2008-12-21
Part of why managing firewalls is hard
Let me say it up front: managing a firewall of any decent complexity is hard. Sooner or later you start losing track of rules and what's actually going on, writing half-redundant rules, and so on; in short, your firewall ruleset descends into sysadmin superstition. I've recently realized that part of why this happens is that there are three views of your firewall's behavior that you need, and you can't get all of them just from reading your firewall rules; at most you can get one. (Often you don't get any.)
Firewalls are about certain sorts of sources being allowed to do certain sorts of traffic to certain destinations; in the abstract you say 'NFS clients are allowed to do NFS to NFS servers, and no one else is allowed to do NFS to anywhere'. You can want to look at your firewall from the perspective of any of those three things:
- what traffic is allowed to this machine (or group thereof)?
- what can this source of traffic do and reach?
- what are all of the rules for NFS?
(It is tempting to think that you only have one source of traffic, that being the outside world, but I think this is wrong twice over. First, internal machines making outgoing connections are also a source, and you probably have them, and second sooner or later you are going to be treating some outside machines specially.)
You can write a firewall rule system that makes any one of these three the central focus (and you can of course write rule systems that make none of them the central focus, because the rules are expressed at a lower level). But you cannot write a rule system that makes all of them the focus simultaneously, and so you are always going to have to slice up and analyze your firewall rules to get two out of these three views. Even if you can do this, it is quite difficult for people to keep track of all three views at once and synthesize an overall picture from the combination (and thus you get fragile complexity).

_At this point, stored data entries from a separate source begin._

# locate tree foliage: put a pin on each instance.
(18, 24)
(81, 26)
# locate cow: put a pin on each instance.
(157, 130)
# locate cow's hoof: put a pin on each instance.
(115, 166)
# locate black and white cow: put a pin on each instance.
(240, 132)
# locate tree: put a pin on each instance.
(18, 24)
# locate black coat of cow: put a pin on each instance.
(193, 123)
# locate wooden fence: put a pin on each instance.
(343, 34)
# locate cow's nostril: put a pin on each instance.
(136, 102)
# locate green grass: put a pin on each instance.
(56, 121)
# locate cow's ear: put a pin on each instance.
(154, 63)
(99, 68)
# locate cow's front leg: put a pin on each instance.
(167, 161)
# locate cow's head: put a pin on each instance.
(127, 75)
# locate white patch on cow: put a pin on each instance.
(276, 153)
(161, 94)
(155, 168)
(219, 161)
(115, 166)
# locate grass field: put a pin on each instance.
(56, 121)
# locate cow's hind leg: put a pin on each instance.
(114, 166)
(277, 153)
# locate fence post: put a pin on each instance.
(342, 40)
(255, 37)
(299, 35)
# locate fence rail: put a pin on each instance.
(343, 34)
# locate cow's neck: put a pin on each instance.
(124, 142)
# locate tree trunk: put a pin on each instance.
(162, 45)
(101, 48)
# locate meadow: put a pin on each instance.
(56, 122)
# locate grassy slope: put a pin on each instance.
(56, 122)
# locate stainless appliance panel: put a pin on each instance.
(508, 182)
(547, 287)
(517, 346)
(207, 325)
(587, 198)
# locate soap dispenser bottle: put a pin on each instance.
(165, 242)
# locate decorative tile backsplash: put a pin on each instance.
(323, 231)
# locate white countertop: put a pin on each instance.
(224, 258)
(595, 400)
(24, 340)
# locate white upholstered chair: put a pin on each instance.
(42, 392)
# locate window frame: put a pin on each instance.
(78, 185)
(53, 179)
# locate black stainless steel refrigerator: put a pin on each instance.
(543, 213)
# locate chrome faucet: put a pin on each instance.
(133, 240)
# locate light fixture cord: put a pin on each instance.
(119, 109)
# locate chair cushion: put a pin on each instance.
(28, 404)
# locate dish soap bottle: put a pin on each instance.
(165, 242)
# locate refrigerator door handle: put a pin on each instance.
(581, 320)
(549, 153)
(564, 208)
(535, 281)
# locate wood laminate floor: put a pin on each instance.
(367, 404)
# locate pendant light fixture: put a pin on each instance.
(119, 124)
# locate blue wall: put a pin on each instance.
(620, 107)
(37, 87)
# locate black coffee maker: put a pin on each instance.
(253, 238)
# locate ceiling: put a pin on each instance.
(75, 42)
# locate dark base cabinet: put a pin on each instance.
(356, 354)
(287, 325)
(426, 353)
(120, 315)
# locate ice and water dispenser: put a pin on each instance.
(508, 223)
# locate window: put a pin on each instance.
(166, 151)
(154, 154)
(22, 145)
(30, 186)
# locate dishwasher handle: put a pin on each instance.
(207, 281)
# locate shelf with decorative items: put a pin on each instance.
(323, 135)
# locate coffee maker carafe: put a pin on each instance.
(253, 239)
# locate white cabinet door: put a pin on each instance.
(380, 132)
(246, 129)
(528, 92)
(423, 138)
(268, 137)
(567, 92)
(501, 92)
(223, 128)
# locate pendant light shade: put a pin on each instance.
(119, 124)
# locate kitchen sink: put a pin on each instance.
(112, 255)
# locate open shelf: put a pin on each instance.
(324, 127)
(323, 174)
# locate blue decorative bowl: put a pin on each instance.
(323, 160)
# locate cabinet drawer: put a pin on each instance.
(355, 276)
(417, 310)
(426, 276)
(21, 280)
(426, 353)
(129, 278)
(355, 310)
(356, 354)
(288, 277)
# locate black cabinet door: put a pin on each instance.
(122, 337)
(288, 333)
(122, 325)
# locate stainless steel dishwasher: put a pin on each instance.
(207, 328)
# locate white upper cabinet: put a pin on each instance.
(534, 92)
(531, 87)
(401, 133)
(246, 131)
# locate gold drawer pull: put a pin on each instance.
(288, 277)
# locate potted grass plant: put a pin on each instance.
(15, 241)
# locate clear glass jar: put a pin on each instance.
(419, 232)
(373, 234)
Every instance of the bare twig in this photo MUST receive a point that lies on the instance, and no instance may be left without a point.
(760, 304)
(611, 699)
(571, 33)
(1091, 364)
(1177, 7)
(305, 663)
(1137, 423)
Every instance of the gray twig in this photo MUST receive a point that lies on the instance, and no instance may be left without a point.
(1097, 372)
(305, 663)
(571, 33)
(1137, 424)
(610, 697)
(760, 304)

This insight makes me vaguely depressed because it means that I can't solve my firewall problems by coming up with the right clever way and the right high level language to specify the firewall rules in. No matter how clever I get, no single thing can give me the overall view of what's going on; it's always going to be hard to get that.
(In my opinion, common OS level firewall rule systems are best viewed as a kind of firewall assembly language (Linux more than OpenBSD); by themselves they are too low level to give you any of these views. You can no more easily understand your firewall by reading PF or iptables rules than you can easily understand anything but a tiny and trivial program by reading its assembly.)

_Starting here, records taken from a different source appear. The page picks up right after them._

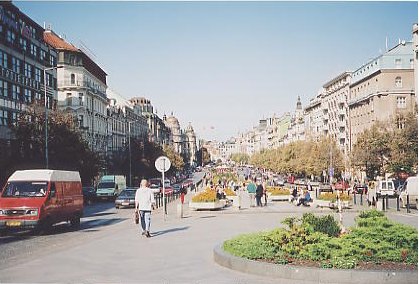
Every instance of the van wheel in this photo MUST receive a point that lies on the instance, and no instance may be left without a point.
(75, 221)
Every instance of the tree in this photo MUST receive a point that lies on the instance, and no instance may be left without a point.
(66, 148)
(176, 160)
(240, 158)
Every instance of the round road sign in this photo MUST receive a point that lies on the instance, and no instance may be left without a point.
(162, 164)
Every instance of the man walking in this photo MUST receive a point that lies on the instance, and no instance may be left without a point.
(144, 201)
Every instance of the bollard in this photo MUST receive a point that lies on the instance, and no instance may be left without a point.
(407, 204)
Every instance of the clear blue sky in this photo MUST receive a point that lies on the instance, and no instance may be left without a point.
(226, 64)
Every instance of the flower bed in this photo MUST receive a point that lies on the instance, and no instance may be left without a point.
(375, 240)
(277, 191)
(206, 199)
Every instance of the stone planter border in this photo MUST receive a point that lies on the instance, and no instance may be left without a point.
(316, 275)
(207, 205)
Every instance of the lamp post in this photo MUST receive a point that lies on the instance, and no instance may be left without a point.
(129, 150)
(46, 112)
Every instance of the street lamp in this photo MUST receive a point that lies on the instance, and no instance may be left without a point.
(129, 150)
(46, 111)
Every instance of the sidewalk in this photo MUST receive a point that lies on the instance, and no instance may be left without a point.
(180, 250)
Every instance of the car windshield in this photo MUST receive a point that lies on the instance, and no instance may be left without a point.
(127, 193)
(25, 189)
(106, 185)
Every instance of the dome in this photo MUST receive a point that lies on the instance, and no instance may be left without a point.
(189, 130)
(172, 122)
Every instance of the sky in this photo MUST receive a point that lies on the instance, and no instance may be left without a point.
(223, 66)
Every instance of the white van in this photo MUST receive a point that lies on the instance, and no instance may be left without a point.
(386, 187)
(410, 189)
(110, 186)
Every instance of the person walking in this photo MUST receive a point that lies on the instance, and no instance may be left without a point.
(144, 202)
(259, 193)
(251, 189)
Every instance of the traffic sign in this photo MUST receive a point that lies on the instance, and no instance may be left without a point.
(162, 164)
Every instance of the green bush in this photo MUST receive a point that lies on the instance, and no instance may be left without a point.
(374, 239)
(326, 224)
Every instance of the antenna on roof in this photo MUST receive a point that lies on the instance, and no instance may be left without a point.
(88, 51)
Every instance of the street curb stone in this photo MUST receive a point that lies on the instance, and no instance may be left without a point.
(316, 275)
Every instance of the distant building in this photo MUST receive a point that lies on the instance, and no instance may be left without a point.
(82, 91)
(382, 89)
(24, 56)
(158, 132)
(335, 99)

The role of superstition and folklore in system administration
Just like users have folklore, system administration does too. Our sort of superstition is a bit different, though (well, usually): it is the kind of thing where you say 'I don't know why that's there, but let's not remove it just in case'. When our system environments reach a certain level of fragile complexity and we start losing track of the fine details, of course our informed actions start descending into rote procedures.
(This really accelerates when new people come on board; they weren't around to build the systems, so they don't have the picture of how everything fits together in their head, and I think that even good documentation will never really build it.)
Once you lose track of exactly why something is done, the principles of change control come into play. When something works as it is and you're not certain why, you have only two real choices; you can take the time to see if it's still correct and necessary, or you can just keep on doing it until something explodes. It should be no surprise which choice busy sysadmins usually make, and thus you get the superstitions, all of those things that once had a reason (we hope) but we no longer know what it was.
(This growth of superstition shows up in any area of system administration where you can lose track of things, like expensive names.)
Descents into superstition are not fatal, but they are expensive to reverse; you have to actively make the time to reverse engineer how your system really works, and do it thoroughly enough that you're confident that you didn't miss anything. Sometimes you can only successfully get rid of the superstition when you replace the entire system (so you haven't so much fixed it as rendered it irrelevant).
Recognizing when a system is sliding into superstition is important, because it's a serious warning sign both that your system is too complex and that you do not understand it well enough. Continuing with things as they are is likely to result in more and bigger superstitions taking hold, with the attendant loss of real understanding and control of your system.